Unless you invest directly in an investment, like buying shares in a company, most of the time you will be investing in a fund. The make-up of each fund varies from fund to fund.
The fund manager uses your money to choose and invest in the various components that make up the fund. For example, a UK equity fund may invest in the shares of UK companies only. Other funds may invest in a combination of assets (bonds and property for example).
Pooled funds
Pooled funds are very popular. These are collective investments where lots of people put their money into the same fund. You are buying a piece of the total pool. Investing in a pooled fund means you can benefit from reduced dealing costs and administration. Pooled funds tend to be either unit trusts or investment trusts.
Unit trust
A unit trust is an investment fund shared by lots of different investors. It is an 'open-ended fund' which means the fund gets bigger as more people invest and gets smaller as people withdraw their money. The fund is run by a fund manager who makes the investment decisions.

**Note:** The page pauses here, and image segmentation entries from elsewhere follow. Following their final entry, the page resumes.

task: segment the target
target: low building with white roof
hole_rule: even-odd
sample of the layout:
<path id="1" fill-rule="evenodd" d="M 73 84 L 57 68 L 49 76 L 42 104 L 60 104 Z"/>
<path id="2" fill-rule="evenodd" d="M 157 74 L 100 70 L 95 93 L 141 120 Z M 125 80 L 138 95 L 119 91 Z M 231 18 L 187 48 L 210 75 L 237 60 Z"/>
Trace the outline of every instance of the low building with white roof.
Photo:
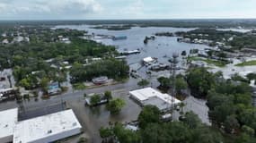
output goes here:
<path id="1" fill-rule="evenodd" d="M 0 142 L 48 143 L 81 133 L 72 109 L 18 122 L 18 109 L 0 112 Z"/>
<path id="2" fill-rule="evenodd" d="M 20 122 L 14 128 L 13 143 L 48 143 L 81 132 L 82 126 L 72 110 Z"/>
<path id="3" fill-rule="evenodd" d="M 166 112 L 178 105 L 181 101 L 168 94 L 163 94 L 152 88 L 146 88 L 129 92 L 130 97 L 137 101 L 140 105 L 155 105 L 162 112 Z"/>
<path id="4" fill-rule="evenodd" d="M 13 129 L 18 122 L 18 108 L 0 112 L 0 142 L 12 142 Z"/>

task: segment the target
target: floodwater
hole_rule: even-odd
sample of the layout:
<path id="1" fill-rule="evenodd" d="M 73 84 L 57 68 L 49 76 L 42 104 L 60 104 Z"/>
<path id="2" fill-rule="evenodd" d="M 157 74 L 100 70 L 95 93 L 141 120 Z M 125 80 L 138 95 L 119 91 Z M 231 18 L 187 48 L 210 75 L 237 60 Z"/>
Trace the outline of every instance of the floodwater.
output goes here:
<path id="1" fill-rule="evenodd" d="M 127 57 L 127 62 L 130 65 L 130 69 L 136 70 L 137 72 L 137 74 L 143 79 L 149 79 L 149 77 L 146 74 L 147 69 L 146 67 L 141 67 L 140 65 L 141 61 L 145 57 L 156 57 L 159 63 L 170 64 L 168 60 L 172 57 L 173 53 L 178 53 L 179 55 L 181 55 L 181 52 L 184 50 L 187 51 L 188 54 L 190 50 L 193 48 L 197 48 L 199 50 L 204 48 L 209 48 L 209 46 L 205 45 L 179 43 L 177 42 L 177 37 L 156 37 L 155 40 L 149 40 L 146 45 L 144 44 L 144 39 L 146 36 L 150 37 L 157 32 L 189 31 L 195 29 L 133 27 L 130 29 L 126 30 L 108 30 L 91 29 L 91 27 L 93 26 L 59 25 L 56 26 L 54 29 L 68 28 L 73 29 L 86 30 L 88 31 L 88 34 L 94 33 L 95 35 L 127 36 L 128 38 L 124 40 L 112 40 L 110 38 L 97 38 L 94 40 L 97 42 L 101 42 L 104 45 L 115 46 L 118 51 L 140 49 L 140 54 L 128 55 Z M 180 61 L 181 61 L 181 56 Z M 168 72 L 168 71 L 152 72 L 152 76 L 156 78 L 162 75 L 167 76 Z M 154 80 L 154 79 L 151 79 L 150 77 L 150 80 Z"/>
<path id="2" fill-rule="evenodd" d="M 189 31 L 194 29 L 180 29 L 180 28 L 140 28 L 133 27 L 127 30 L 107 30 L 107 29 L 91 29 L 88 25 L 66 25 L 57 26 L 55 29 L 68 28 L 80 30 L 86 30 L 88 34 L 94 33 L 96 35 L 109 35 L 109 36 L 127 36 L 125 40 L 112 40 L 109 38 L 96 39 L 98 42 L 102 42 L 105 45 L 115 46 L 118 51 L 136 50 L 140 49 L 142 52 L 139 55 L 133 55 L 128 57 L 128 63 L 139 63 L 143 58 L 147 56 L 157 57 L 161 63 L 168 63 L 168 58 L 172 57 L 173 53 L 181 54 L 183 50 L 187 52 L 192 48 L 204 49 L 208 47 L 204 45 L 179 43 L 177 42 L 177 37 L 156 37 L 155 40 L 149 40 L 147 45 L 144 44 L 145 38 L 150 37 L 157 32 L 177 32 L 177 31 Z"/>

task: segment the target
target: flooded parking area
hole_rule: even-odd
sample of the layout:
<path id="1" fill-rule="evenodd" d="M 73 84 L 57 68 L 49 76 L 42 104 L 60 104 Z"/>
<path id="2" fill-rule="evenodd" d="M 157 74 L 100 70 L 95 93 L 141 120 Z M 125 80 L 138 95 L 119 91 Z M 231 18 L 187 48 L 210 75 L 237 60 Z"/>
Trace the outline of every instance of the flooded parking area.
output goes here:
<path id="1" fill-rule="evenodd" d="M 84 97 L 67 102 L 67 107 L 74 110 L 84 127 L 84 132 L 89 135 L 90 142 L 101 142 L 99 129 L 107 127 L 110 122 L 126 122 L 137 119 L 141 107 L 128 97 L 128 90 L 115 90 L 112 92 L 112 96 L 114 98 L 122 98 L 126 102 L 126 105 L 118 115 L 110 114 L 110 112 L 106 110 L 105 105 L 96 107 L 85 105 Z"/>

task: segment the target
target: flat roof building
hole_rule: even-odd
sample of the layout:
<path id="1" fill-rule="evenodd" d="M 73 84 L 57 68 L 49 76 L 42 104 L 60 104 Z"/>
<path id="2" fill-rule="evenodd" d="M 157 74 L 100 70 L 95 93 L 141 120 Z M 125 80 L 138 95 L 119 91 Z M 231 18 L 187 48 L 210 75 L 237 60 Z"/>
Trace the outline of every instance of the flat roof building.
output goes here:
<path id="1" fill-rule="evenodd" d="M 79 134 L 72 109 L 18 122 L 18 109 L 0 112 L 0 142 L 49 143 Z"/>
<path id="2" fill-rule="evenodd" d="M 146 88 L 129 92 L 130 97 L 139 102 L 141 105 L 152 105 L 158 107 L 162 112 L 170 110 L 172 106 L 181 103 L 168 94 L 163 94 L 160 91 L 152 88 Z"/>
<path id="3" fill-rule="evenodd" d="M 18 122 L 18 108 L 0 112 L 0 142 L 12 142 L 13 129 Z"/>

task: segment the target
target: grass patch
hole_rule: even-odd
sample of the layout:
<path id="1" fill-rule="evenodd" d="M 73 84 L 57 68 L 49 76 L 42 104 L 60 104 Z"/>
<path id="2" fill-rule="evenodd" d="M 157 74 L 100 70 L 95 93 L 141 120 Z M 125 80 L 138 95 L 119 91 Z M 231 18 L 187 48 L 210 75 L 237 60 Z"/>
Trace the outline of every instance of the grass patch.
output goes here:
<path id="1" fill-rule="evenodd" d="M 86 86 L 80 82 L 80 83 L 75 83 L 72 85 L 73 86 L 73 88 L 75 89 L 75 90 L 84 90 L 86 88 Z"/>
<path id="2" fill-rule="evenodd" d="M 235 66 L 253 66 L 253 65 L 256 65 L 256 60 L 247 61 L 242 63 L 235 64 Z"/>
<path id="3" fill-rule="evenodd" d="M 226 63 L 223 62 L 223 61 L 205 59 L 205 58 L 200 58 L 200 57 L 197 57 L 197 56 L 190 57 L 190 60 L 191 60 L 191 61 L 202 61 L 202 62 L 205 62 L 208 64 L 214 64 L 215 66 L 218 66 L 218 67 L 225 67 L 226 65 Z"/>

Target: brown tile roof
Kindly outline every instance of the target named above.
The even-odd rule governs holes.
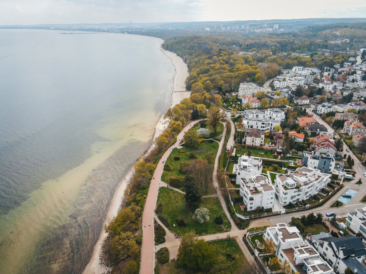
[[[306,126],[309,124],[316,123],[315,119],[312,117],[298,117],[296,120],[297,120],[300,126]]]

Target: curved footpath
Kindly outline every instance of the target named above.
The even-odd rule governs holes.
[[[164,167],[164,164],[163,162],[167,160],[172,152],[172,149],[179,145],[186,132],[199,121],[200,120],[196,120],[188,124],[178,134],[177,136],[177,141],[168,148],[163,155],[154,172],[142,214],[142,243],[141,249],[141,263],[140,273],[148,274],[154,273],[155,266],[154,262],[154,219],[155,216],[155,204],[159,190],[159,183],[160,181]]]

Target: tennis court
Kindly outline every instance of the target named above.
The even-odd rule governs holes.
[[[347,197],[341,196],[340,198],[338,199],[338,201],[341,202],[343,203],[347,203],[352,199],[352,197],[353,197],[353,196],[356,195],[356,193],[357,193],[357,191],[355,190],[354,190],[352,189],[349,189],[344,194],[348,194],[349,195],[351,195],[351,197],[350,198],[347,198]]]

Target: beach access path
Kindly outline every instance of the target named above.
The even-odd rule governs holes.
[[[141,263],[140,273],[148,274],[154,273],[154,268],[155,266],[154,261],[155,246],[154,221],[156,199],[159,190],[159,183],[160,181],[164,168],[164,163],[163,162],[165,163],[168,159],[172,149],[178,146],[182,142],[186,132],[199,121],[201,120],[196,120],[190,123],[182,130],[177,136],[176,142],[165,152],[156,165],[156,168],[153,175],[153,179],[150,183],[142,214],[142,243],[141,249]]]

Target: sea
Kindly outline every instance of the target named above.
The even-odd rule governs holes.
[[[151,37],[0,30],[0,273],[78,273],[169,107]]]

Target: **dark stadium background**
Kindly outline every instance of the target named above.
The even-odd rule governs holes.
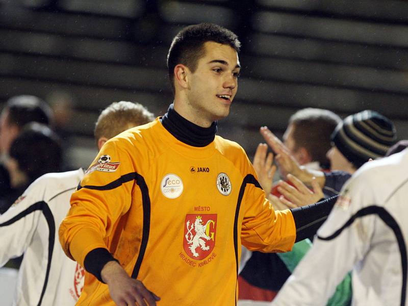
[[[238,93],[219,134],[250,156],[260,126],[281,135],[308,107],[376,110],[408,139],[408,2],[396,0],[0,0],[0,109],[15,95],[65,97],[73,113],[61,132],[71,164],[86,167],[101,109],[127,100],[165,112],[171,39],[204,21],[242,43]]]

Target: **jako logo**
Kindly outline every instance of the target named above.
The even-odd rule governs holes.
[[[197,168],[197,172],[210,172],[210,168],[208,167],[198,167]]]
[[[209,172],[210,168],[208,167],[197,167],[197,170],[196,170],[195,167],[191,167],[190,168],[190,171],[192,173],[195,173],[196,172]]]

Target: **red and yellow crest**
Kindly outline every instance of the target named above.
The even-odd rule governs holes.
[[[184,250],[193,259],[204,259],[215,245],[217,214],[187,215],[184,224]]]

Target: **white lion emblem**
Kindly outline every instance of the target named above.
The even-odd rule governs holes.
[[[206,242],[202,238],[206,240],[209,240],[211,239],[206,234],[206,229],[207,228],[207,225],[211,222],[213,221],[209,220],[205,225],[202,225],[202,220],[201,220],[201,217],[200,216],[197,216],[196,217],[194,224],[191,224],[191,226],[190,225],[190,220],[187,221],[187,230],[188,232],[185,237],[186,237],[188,244],[191,245],[188,248],[191,251],[191,252],[193,253],[193,256],[194,257],[198,257],[198,253],[195,251],[195,249],[198,247],[198,246],[205,251],[210,249],[210,247],[206,245]],[[191,231],[193,230],[193,227],[194,231],[195,231],[195,235],[193,235],[193,233],[191,233]]]

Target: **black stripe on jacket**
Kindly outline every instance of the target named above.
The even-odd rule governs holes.
[[[395,219],[383,207],[372,205],[367,207],[365,207],[358,211],[353,215],[350,219],[341,227],[339,228],[335,233],[327,237],[322,237],[320,236],[317,236],[317,238],[321,240],[328,241],[334,239],[346,228],[351,225],[353,222],[359,218],[362,218],[365,216],[370,215],[376,215],[382,220],[382,221],[388,226],[394,233],[395,238],[398,244],[399,252],[401,254],[401,266],[402,271],[402,286],[401,288],[401,305],[404,306],[406,299],[406,280],[407,280],[407,254],[406,246],[404,241],[404,237],[402,232],[397,223]]]
[[[245,187],[246,187],[247,184],[251,184],[255,186],[256,187],[258,187],[258,188],[261,188],[261,189],[262,188],[261,187],[258,181],[257,181],[257,179],[255,178],[253,175],[252,174],[247,174],[244,178],[243,181],[242,181],[242,184],[241,185],[241,187],[239,189],[239,193],[238,194],[238,200],[237,202],[237,207],[235,210],[235,218],[234,220],[234,250],[235,251],[235,264],[236,264],[236,272],[237,272],[237,279],[238,280],[238,247],[240,246],[240,245],[238,245],[238,225],[241,226],[240,224],[238,224],[238,216],[239,215],[239,211],[240,209],[241,208],[241,203],[242,201],[242,198],[244,197],[244,193],[245,191]],[[237,280],[238,281],[238,280]],[[237,295],[237,289],[238,286],[236,285],[235,287],[235,295]],[[235,305],[237,305],[237,301],[236,299],[235,301]]]
[[[10,219],[9,220],[0,224],[0,227],[10,225],[36,211],[41,211],[42,213],[42,214],[45,218],[45,220],[47,222],[49,230],[48,238],[48,262],[47,263],[47,269],[45,272],[45,278],[44,280],[44,285],[42,286],[42,290],[41,291],[41,294],[40,296],[40,300],[38,301],[38,303],[37,304],[37,305],[39,306],[41,304],[42,298],[45,293],[45,289],[47,287],[48,279],[49,276],[49,270],[51,268],[51,261],[53,259],[53,250],[54,247],[55,240],[55,221],[54,220],[54,216],[53,216],[53,213],[51,212],[51,210],[49,209],[48,205],[44,201],[37,202]]]
[[[144,257],[150,233],[150,200],[149,196],[149,189],[144,178],[137,172],[131,172],[124,174],[113,182],[103,186],[86,185],[81,186],[80,185],[78,190],[86,188],[96,190],[110,190],[133,180],[139,186],[142,193],[142,205],[143,212],[143,225],[140,249],[132,273],[132,277],[136,279]],[[101,254],[103,255],[101,258]],[[112,260],[116,260],[111,254],[110,255],[107,249],[98,248],[90,251],[86,255],[84,261],[84,266],[85,270],[95,275],[99,281],[103,282],[100,276],[102,269],[108,262]]]

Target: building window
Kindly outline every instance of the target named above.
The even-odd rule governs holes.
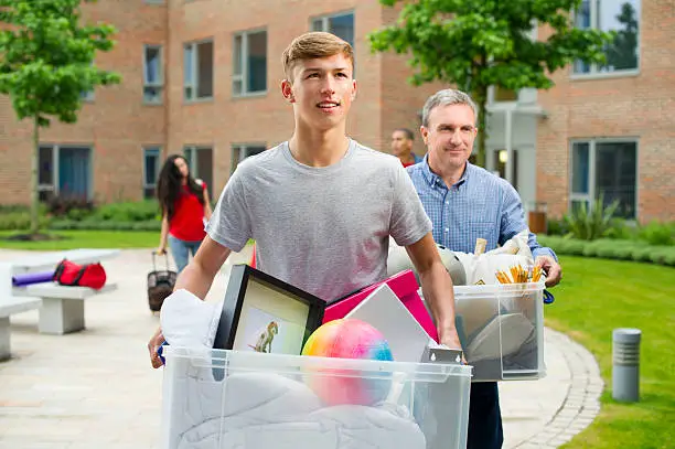
[[[581,30],[615,31],[614,41],[607,45],[604,65],[577,61],[575,74],[634,72],[640,66],[641,0],[583,0],[575,13],[575,25]]]
[[[144,45],[143,47],[143,101],[160,105],[164,75],[162,71],[162,46]]]
[[[143,148],[143,197],[151,199],[157,194],[157,178],[160,171],[159,147]]]
[[[234,36],[235,96],[267,92],[267,31],[249,31]]]
[[[244,159],[249,156],[258,154],[265,151],[265,143],[250,143],[250,145],[233,145],[232,146],[232,168],[231,173],[234,173],[235,169]]]
[[[213,41],[185,44],[183,66],[185,99],[213,98]]]
[[[92,149],[41,145],[38,158],[38,191],[41,201],[53,196],[92,199]]]
[[[213,197],[213,148],[188,146],[183,154],[192,178],[204,181],[208,188],[208,197]]]
[[[588,210],[601,195],[604,205],[615,200],[615,215],[636,217],[638,142],[626,140],[577,141],[571,146],[571,207]]]
[[[324,31],[354,46],[354,13],[342,12],[312,19],[312,31]]]

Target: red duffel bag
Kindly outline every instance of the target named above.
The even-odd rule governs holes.
[[[62,286],[89,287],[98,290],[106,284],[106,270],[99,263],[77,265],[63,259],[56,266],[52,280]]]

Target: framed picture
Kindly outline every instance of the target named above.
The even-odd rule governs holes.
[[[251,268],[232,267],[214,349],[300,355],[325,301]]]

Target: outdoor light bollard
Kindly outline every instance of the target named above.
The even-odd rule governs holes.
[[[615,400],[640,400],[640,329],[614,329],[612,332],[612,397]]]

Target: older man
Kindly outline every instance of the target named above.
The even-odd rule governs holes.
[[[469,162],[476,119],[475,104],[462,92],[443,89],[429,97],[420,127],[428,152],[421,163],[407,168],[433,223],[433,239],[462,253],[472,253],[476,238],[486,239],[490,250],[527,227],[515,189]],[[535,264],[547,272],[546,285],[558,284],[561,270],[555,253],[532,233],[528,244]],[[497,384],[473,383],[468,449],[496,449],[503,440]]]

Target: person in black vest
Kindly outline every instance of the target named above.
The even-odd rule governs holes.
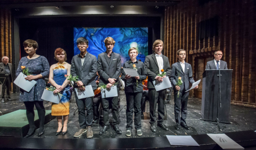
[[[158,126],[162,129],[168,131],[169,129],[163,123],[165,118],[165,97],[166,89],[156,91],[153,84],[153,81],[158,80],[162,81],[162,78],[169,78],[170,76],[170,67],[169,59],[167,57],[162,54],[161,52],[164,47],[164,43],[162,40],[158,39],[153,44],[153,54],[146,56],[145,66],[148,70],[148,88],[149,88],[149,97],[150,112],[150,129],[156,132],[157,128],[155,123],[157,121],[156,110],[157,103],[158,102]],[[166,72],[166,76],[161,77],[157,76],[161,74],[162,71]]]
[[[146,78],[146,70],[143,62],[137,61],[138,51],[135,48],[130,48],[128,54],[130,60],[123,64],[123,68],[136,69],[139,76],[131,77],[129,74],[126,74],[123,69],[122,70],[121,78],[125,82],[125,91],[127,103],[126,122],[127,125],[126,135],[128,137],[131,136],[134,110],[134,126],[137,135],[140,136],[142,135],[141,118],[141,101],[143,91],[142,81]]]
[[[99,85],[106,85],[107,88],[110,88],[115,83],[119,81],[121,74],[121,57],[118,54],[113,52],[113,48],[115,41],[110,37],[104,40],[106,51],[99,54],[98,56],[98,73],[100,77]],[[117,86],[118,93],[119,85]],[[108,101],[112,102],[113,121],[114,129],[117,134],[122,134],[122,131],[118,127],[118,96],[113,97],[102,98],[103,107],[103,121],[104,126],[99,131],[102,135],[109,128],[110,119],[108,116]]]

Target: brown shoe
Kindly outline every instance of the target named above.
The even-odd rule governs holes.
[[[94,133],[92,132],[92,128],[91,126],[87,127],[87,138],[92,138],[94,136]]]
[[[87,131],[87,129],[80,129],[79,131],[75,132],[75,135],[74,135],[74,137],[79,137],[81,136],[83,133],[86,132]]]

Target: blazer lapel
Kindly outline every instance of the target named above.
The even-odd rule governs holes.
[[[113,52],[111,54],[111,56],[110,57],[110,63],[108,65],[108,66],[110,66],[111,65],[111,63],[112,63],[113,59],[115,57],[115,54],[114,54]]]
[[[87,52],[87,53],[86,55],[86,57],[84,58],[84,61],[83,62],[83,66],[82,66],[82,69],[81,70],[82,70],[84,66],[86,65],[86,63],[88,62],[89,60],[90,59],[90,57],[91,57],[90,54]],[[82,64],[82,61],[81,61],[81,64]]]
[[[158,63],[157,63],[157,57],[156,57],[156,55],[154,54],[154,53],[152,54],[152,57],[153,58],[153,60],[157,64],[157,68],[158,68],[158,70],[159,70],[159,66],[158,66]]]

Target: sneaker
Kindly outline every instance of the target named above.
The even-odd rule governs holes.
[[[126,130],[126,136],[128,137],[130,137],[131,132],[130,130]]]
[[[80,129],[79,131],[75,132],[75,135],[74,135],[74,137],[79,137],[81,136],[83,133],[86,132],[87,131],[87,129]]]
[[[138,136],[142,136],[142,132],[141,131],[141,129],[138,129],[136,130],[137,135]]]
[[[92,132],[92,128],[91,126],[87,127],[87,138],[92,138],[94,136],[94,132]]]

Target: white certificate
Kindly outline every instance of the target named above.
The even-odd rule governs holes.
[[[81,91],[79,88],[75,88],[75,93],[77,96],[78,99],[85,98],[91,96],[94,96],[94,92],[91,85],[85,87],[86,90]]]
[[[36,81],[35,80],[26,80],[25,78],[27,76],[20,72],[19,76],[18,76],[15,81],[13,82],[17,86],[20,88],[23,89],[27,92],[29,92],[31,89],[36,84]]]
[[[156,91],[159,91],[162,89],[167,89],[172,87],[170,80],[168,77],[162,78],[162,81],[159,82],[158,80],[153,81],[154,88]]]
[[[200,80],[199,80],[198,81],[197,81],[194,82],[193,84],[192,84],[192,87],[191,87],[191,88],[190,89],[187,90],[187,91],[185,91],[185,92],[187,92],[188,91],[193,89],[195,87],[196,87],[196,86],[200,83],[200,81],[201,81],[201,79],[200,79]]]

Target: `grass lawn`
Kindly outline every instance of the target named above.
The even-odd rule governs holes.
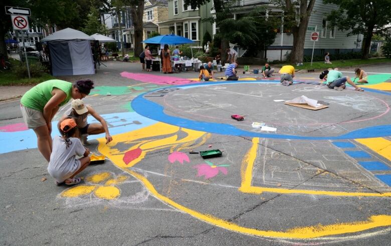
[[[4,72],[0,72],[0,85],[22,85],[25,84],[35,84],[56,78],[48,73],[43,73],[41,77],[37,78],[19,78],[16,74],[11,71]]]
[[[366,60],[360,59],[354,59],[352,60],[339,60],[331,61],[332,64],[325,64],[324,62],[314,62],[312,66],[311,66],[311,62],[306,62],[303,66],[297,66],[296,64],[291,64],[296,69],[324,69],[336,67],[341,68],[344,67],[359,67],[362,65],[371,64],[373,63],[381,63],[384,62],[391,62],[391,59],[389,58],[371,58]]]

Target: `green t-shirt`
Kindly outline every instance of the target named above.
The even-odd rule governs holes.
[[[337,70],[330,70],[327,74],[327,80],[326,83],[330,83],[336,79],[342,78],[342,74],[341,72]]]
[[[21,103],[27,107],[44,111],[44,107],[52,98],[52,91],[57,88],[67,94],[65,100],[59,106],[62,106],[71,99],[72,83],[59,79],[52,79],[37,84],[23,95]]]

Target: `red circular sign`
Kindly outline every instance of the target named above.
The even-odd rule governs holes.
[[[311,39],[314,41],[316,41],[319,38],[319,34],[318,33],[312,33],[311,34]]]
[[[27,20],[22,16],[17,16],[14,18],[14,24],[15,27],[23,29],[27,26]]]

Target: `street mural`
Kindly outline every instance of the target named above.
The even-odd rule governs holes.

The fund is divided into segments called 'units'. Investors take a stake in the fund by buying these units. The price of a unit is based on the value of the investments the trust has invested in.
Investment trust
An investment trust is a company whose line of business is investing in other companies.
The investment trust company has shares and is quoted on the stock market. You take a stake in its fund by buying the shares of the company. It is a 'close-ended fund' because there are a set number of shares and this number does not change regardless of the number of investors.
Unit or investment trusts can be categorised according to the type or style of investments that they make:
Tracker funds
There is no fund manager actively choosing and switching shares in a tracker. Instead, the investments are chosen to move in line with a selected stock market index, such as the FTSE 100. Because there's no active management involved, charges are usually lower.
Specialist
A specialist fund invests in particular sectors, such as the Far East, or particular types of shares, such as small companies. These are suitable only if you are comfortable with higher risk.
Ethical and socially responsible
Ethical and socially responsible funds can be general or specialist funds, but some investments (for example, shares in defence companies) are excluded and others (say, shares in companies with good employment practices) are actively selected.
Sharia
A sharia fund is one which is compliant with Islamic laws on finance.